Data: 2003-08-06 20:57:54
Temat: Re: Problemy z przyszłymi teściami
Od: "Nixe" <n...@i...pl>
Pokaż wszystkie nagłówki
Halina tak oto pisze:
:: Ale młodzi najlepiej wiedza, co dla nich dobre.
Tak i uważam, że mają do tego pełne prawo. Nic nigdy lepiej nie nauczy,
niż_własne_błędy. Cudze są zawsze mało przekonujące.
Ja jestem wdzięczna moim rodzicom, że ingerowali zbytnio w moje dorosłe
życie. Owszem - zawsze służyli dobrą (wg ich mniemania) radą, gdy ich o to
poprosiłam, czasem coś delikatnie sugerowali, ale nigdy nie wtrącali się na
siłę. Tak jest do tej pory.
Natomiast mój mąż mając dwadzieścia kilka lat po prostu "uciekł" z domu, od
własnej matki, która mu zresztą do dziś żyć nie daje i truje dupę, co
powinien, a co nie, nie omieszkając się wypominać, że gdyby jej kiedyś
posłuchał, to teraz ... i tu następuje dłuższa wypowiedź z gatunku SF. Całe
szczęście, że wpływ na nasze życie mama męża ma zerowy.

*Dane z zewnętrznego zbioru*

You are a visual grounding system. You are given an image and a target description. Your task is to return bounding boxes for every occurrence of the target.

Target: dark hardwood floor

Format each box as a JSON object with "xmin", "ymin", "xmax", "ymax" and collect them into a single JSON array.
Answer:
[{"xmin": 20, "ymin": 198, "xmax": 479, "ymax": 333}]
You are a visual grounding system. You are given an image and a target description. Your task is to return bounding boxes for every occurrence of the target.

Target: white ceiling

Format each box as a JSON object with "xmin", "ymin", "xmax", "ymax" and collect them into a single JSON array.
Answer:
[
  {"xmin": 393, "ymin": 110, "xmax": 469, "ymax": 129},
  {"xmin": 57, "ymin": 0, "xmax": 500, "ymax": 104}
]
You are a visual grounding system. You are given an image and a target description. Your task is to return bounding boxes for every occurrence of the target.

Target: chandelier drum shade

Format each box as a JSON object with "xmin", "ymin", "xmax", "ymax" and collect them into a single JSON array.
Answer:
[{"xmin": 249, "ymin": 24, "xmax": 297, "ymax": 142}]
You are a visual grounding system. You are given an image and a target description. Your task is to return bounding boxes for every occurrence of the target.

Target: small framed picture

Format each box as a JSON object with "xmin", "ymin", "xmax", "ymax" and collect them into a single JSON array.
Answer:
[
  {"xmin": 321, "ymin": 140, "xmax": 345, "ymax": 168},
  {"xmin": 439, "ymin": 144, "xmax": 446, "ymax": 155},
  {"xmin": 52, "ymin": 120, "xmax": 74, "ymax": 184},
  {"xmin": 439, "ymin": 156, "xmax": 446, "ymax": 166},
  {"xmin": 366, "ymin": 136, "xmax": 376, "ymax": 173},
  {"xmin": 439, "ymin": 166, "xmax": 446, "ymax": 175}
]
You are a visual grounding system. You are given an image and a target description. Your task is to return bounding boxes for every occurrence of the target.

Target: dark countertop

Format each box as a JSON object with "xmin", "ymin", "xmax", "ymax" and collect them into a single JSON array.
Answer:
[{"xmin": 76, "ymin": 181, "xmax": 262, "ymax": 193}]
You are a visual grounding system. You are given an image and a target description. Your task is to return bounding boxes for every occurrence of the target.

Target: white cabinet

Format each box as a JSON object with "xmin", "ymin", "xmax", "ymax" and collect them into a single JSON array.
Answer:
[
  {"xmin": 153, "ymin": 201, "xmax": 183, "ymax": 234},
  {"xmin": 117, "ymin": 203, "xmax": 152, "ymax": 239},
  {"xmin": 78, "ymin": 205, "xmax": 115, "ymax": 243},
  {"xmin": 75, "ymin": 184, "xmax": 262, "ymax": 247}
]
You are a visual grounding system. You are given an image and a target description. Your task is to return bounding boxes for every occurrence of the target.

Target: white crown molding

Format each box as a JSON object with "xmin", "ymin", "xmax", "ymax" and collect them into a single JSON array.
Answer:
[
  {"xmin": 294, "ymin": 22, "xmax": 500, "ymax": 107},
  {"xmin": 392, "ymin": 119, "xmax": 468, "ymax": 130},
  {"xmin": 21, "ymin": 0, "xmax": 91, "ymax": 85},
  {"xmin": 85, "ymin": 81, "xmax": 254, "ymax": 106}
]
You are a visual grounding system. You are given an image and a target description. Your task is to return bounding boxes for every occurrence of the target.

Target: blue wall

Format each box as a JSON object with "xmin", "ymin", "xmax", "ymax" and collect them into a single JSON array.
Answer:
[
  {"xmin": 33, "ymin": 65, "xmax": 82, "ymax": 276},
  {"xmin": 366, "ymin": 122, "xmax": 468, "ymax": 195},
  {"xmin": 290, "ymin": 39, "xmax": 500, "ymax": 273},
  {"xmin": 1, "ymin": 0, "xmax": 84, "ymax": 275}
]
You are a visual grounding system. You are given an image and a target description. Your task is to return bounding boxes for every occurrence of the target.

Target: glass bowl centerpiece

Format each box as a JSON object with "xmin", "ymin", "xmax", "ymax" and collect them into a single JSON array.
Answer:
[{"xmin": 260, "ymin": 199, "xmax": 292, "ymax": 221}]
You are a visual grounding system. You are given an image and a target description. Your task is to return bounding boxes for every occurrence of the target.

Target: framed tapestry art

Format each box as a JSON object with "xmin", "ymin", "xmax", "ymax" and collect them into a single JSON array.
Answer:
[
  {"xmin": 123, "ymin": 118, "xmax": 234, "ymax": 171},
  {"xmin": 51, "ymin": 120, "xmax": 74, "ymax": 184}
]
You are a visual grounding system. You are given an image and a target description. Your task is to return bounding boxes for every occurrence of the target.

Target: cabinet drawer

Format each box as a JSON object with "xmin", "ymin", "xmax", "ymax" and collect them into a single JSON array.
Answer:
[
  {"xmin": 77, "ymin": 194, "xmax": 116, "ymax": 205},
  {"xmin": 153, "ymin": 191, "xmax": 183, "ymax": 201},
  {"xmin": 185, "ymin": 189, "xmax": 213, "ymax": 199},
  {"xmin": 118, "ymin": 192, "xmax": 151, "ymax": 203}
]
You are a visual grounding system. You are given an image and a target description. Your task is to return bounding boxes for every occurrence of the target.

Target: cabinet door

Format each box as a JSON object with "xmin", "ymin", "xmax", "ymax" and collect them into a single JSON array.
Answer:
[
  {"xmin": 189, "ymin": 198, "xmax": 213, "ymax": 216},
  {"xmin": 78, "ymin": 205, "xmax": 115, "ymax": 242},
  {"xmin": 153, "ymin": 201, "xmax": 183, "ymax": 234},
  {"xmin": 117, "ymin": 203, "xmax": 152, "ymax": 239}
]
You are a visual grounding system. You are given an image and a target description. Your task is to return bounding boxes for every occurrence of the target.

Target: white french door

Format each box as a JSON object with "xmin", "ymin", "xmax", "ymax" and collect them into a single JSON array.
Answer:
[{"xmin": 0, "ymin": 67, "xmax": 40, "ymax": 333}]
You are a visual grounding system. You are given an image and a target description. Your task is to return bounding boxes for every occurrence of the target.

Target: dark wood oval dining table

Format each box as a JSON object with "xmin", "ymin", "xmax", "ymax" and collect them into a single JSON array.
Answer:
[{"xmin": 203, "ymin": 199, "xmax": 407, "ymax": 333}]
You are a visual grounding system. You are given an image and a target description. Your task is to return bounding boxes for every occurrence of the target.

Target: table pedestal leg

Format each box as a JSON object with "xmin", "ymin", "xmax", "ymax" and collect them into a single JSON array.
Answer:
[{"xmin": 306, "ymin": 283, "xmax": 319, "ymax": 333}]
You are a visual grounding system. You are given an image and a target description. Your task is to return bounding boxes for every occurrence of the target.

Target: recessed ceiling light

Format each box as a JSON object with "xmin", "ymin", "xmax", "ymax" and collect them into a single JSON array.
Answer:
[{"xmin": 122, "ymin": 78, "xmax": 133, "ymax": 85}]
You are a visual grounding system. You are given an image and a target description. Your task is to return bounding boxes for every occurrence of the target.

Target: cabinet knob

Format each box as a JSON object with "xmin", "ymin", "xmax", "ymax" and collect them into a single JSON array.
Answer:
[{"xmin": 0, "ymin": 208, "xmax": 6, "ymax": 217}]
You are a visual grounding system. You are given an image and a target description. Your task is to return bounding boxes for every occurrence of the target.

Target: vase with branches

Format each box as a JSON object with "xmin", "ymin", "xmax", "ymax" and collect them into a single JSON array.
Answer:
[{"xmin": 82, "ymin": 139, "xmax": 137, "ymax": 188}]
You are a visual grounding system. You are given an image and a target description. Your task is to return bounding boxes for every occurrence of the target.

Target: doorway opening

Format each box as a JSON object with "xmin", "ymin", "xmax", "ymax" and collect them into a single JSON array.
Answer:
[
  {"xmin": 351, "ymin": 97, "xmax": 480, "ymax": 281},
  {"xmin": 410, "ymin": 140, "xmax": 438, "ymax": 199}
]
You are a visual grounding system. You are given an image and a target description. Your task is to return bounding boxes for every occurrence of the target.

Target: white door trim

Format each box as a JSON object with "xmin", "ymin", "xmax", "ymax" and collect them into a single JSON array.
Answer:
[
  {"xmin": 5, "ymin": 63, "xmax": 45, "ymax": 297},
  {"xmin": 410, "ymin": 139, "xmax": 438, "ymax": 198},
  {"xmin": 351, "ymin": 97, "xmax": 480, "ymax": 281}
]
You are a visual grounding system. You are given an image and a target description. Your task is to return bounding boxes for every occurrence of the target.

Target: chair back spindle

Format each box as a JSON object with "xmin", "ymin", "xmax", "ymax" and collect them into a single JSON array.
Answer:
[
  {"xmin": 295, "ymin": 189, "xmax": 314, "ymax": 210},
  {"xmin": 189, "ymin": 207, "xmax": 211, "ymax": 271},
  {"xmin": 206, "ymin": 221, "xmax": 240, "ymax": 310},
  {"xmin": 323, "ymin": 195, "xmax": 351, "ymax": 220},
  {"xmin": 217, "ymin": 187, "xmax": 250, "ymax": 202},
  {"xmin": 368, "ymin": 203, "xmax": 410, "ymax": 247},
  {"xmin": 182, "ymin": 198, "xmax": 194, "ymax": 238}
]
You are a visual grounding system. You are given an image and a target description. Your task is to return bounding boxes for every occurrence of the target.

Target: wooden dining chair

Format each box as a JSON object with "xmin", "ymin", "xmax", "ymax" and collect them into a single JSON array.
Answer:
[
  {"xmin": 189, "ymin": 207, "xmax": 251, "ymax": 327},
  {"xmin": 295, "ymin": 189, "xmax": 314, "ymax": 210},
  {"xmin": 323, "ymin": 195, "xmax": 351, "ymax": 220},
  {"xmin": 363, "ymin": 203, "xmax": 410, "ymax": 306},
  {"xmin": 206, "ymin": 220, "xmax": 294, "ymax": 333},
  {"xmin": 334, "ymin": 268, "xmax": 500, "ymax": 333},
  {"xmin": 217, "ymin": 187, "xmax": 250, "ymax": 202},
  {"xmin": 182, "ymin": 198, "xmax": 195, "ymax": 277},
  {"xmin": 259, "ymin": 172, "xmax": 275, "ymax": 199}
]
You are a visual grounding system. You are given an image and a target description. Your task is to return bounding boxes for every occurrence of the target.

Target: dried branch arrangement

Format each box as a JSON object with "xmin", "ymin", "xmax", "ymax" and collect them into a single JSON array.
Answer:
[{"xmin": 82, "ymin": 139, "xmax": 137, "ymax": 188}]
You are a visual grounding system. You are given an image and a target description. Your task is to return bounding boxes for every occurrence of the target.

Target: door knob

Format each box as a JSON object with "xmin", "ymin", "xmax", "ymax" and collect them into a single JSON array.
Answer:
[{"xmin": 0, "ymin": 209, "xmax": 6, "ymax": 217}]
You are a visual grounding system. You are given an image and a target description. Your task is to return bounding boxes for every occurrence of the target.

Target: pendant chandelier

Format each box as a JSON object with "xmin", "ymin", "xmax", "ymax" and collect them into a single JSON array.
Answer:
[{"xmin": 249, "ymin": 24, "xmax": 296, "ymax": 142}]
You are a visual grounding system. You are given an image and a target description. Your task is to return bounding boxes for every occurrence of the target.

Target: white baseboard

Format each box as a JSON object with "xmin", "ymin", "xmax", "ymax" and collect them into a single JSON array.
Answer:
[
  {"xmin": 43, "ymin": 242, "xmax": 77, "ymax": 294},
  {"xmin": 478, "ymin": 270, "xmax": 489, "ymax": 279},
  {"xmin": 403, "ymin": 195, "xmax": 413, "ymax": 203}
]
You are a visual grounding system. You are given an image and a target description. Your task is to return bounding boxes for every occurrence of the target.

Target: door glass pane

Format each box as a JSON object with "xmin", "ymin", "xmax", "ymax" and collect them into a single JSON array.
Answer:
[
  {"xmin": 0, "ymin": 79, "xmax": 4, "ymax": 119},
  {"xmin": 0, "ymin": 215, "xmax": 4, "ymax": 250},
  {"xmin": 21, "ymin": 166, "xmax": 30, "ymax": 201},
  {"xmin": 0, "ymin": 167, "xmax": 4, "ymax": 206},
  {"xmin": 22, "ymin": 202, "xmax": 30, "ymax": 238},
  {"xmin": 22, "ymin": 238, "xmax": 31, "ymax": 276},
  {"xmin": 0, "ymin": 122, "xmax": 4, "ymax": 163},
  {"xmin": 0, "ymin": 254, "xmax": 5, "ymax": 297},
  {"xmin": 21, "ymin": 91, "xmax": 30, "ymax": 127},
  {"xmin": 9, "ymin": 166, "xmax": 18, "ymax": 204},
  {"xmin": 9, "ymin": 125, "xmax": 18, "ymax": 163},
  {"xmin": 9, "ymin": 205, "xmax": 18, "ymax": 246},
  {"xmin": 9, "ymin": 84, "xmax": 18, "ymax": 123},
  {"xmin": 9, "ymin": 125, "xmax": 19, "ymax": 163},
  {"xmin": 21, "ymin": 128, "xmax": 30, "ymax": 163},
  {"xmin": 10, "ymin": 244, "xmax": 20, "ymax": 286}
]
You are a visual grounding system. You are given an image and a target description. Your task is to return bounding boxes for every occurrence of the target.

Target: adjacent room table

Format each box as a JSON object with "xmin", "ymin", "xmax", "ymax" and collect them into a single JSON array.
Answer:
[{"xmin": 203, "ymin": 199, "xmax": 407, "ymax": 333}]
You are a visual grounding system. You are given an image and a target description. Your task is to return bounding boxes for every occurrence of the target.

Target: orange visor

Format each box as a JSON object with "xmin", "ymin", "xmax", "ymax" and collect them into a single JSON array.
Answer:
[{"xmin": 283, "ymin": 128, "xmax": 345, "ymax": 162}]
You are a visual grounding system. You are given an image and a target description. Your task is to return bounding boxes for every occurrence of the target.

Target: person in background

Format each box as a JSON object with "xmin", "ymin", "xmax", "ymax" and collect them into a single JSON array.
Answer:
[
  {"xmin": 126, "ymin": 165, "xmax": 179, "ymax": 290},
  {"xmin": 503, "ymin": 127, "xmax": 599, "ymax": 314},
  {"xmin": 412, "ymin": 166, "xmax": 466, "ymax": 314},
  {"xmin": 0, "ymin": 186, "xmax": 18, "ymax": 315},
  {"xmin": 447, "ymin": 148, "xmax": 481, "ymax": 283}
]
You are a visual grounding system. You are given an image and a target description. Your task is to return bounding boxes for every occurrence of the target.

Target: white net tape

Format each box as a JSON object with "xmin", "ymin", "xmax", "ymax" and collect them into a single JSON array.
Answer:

:: Jak powiedziałam niesmiało synowi, kiedy był juz na obczyznie, zeby tyle
:: słodyczy nie jadał, bo bedzie nieszczęscie, to było wielkie oburzenie,
:: ze ja dorosłemu...itd.
Dokładnie. Zareagowałabym identycznie. Mnie coś takiego po prostu doprowadza
do szewskiej pasji.
Jak można własne, dorosłe dziecko traktować jak bezrozumnego mutanta?
:: A gdyby o tej miłosci swojej powiedział wczesniej, nie musiałby tego
:: ukrywac i zajadac...moze jakos byłoby nam obojgu lżej .Moze nie byłoby
:: tak powaznych konsekwencji tego wszystkiego.
A ja myślę, że całkiem prawdopodobne jest, że nie powiedział, bo nie chciał
słuchać niechcianych "dobrych" rad.
:: Przecież kto , jak nie matka, ma zrozumieć swoje dziecko.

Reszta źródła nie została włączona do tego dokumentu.